Lo tuyo no es defensa de España, es etnicismo. ¿"Español se es por sangre"? No seas ridículo. España no es una raza, ni un cromosoma, ni un análisis de ADN. Es una comunidad política, cultural y jurídica. Si un chaval nace aquí, se cría aquí, habla español, respeta nuestras leyes y se siente español, lo es.Rienzi escribió: Mié Sep 03, 2025 9:14 pm Eso no es integrarse, es quedarse con lo nuestro. Además, son unos traidores a su país. Uno puede vivir en un país, respetarlo, pero ser consciente de que él pertenece a otro lugar. Fíjate si es cierto que no se integran, que ya se constituyen más iglesias evangélicas en España que mezquitas. Y es que no se tienen que integrar, porque ellos pertenecen a otro mundo, lo que tienen que hacer es respetar, aprender de las cosas buenas que hacemos aquí, aunque sean pocas, y pensar en volverse a su país para mejorarlo.
Yo no digo que no puedan venir a ganar dinero y a aprender, digo que el viaje es de ida y vuelta. Y que tienen que volver a sus países a mejorarlos.
Basta ya de tanto globalismo y de tanto ataque a los pueblos autóctonos. Español se es por sangre, y nada más.
Tú problema es otro. No te molesta que haya extranjeros. Te molesta que no se queden callados, que no se escondan. Te molesta que un chaval que no se parece a ti diga que es español con orgullo. Y entonces empiezas a tirar de falacias: que si no se integran, que si Madrid ya no es España, que si que se vayan. Puro derrotismo. Puro resentimiento.
Madrid no es "Latinoamérica". Ni aunque haya ecuatorianos, colombianos o peruanos. Es Madrid. Y será Madrid mientras se hable español, se escuche flamenco en los bares, se grite "¡A por ellos!" en el fútbol y se celebre la Navidad con turrón. Y lo que más lo refuerza es que esos chavales, en vez de dar la espalda, digan: "soy español". Y tú, en vez de alegrarte, les llamas "traidores". Porque, en el fondo, tú no crees en España. Crees en un club privado de apellidos. Lo tuyo no es patriotismo, es clasismo disfrazado de identidad.

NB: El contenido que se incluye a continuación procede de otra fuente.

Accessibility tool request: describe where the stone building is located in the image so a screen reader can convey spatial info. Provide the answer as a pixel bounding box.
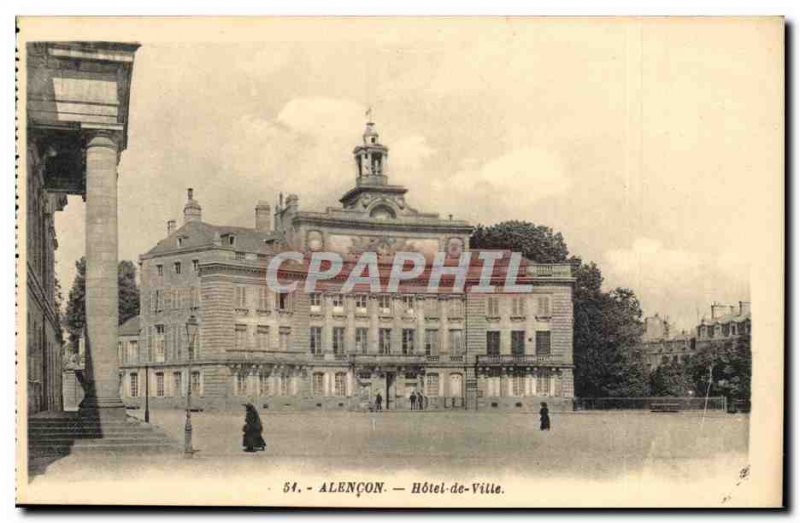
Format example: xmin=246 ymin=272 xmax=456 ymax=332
xmin=122 ymin=123 xmax=574 ymax=410
xmin=636 ymin=301 xmax=750 ymax=371
xmin=697 ymin=301 xmax=751 ymax=350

Y sí, hay inmigrantes que no se integran. Y hay delincuentes que deberían estar fuera. Pero no son esos los que dicen "soy español". Esos no dan la cara en un vídeo. Esos no están en Vallecas hablando con orgullo de su barrio. Esos están en la sombra, medrando. Y mientras tú desprecias a los que suman, los que restan siguen campando a sus anchas.

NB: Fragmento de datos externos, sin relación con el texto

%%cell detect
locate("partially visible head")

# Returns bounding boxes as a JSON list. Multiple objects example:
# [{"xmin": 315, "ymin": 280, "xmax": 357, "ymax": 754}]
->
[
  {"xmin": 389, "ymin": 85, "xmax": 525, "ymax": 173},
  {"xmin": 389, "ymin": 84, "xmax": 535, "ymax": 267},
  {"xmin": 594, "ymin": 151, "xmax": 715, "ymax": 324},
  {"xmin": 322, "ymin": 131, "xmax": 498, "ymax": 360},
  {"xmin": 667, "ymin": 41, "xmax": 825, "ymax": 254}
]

Deja de hacerle el juego a los de arriba. Porque mientras tú echas la culpa al vecino, ellos siguen importando miseria, subvencionando chiringuitos y destruyendo la convivencia. España no se protege excluyendo al que quiere formar parte. Se protege echando al que la odia. Da igual de dónde venga. Incluso si es español de origen.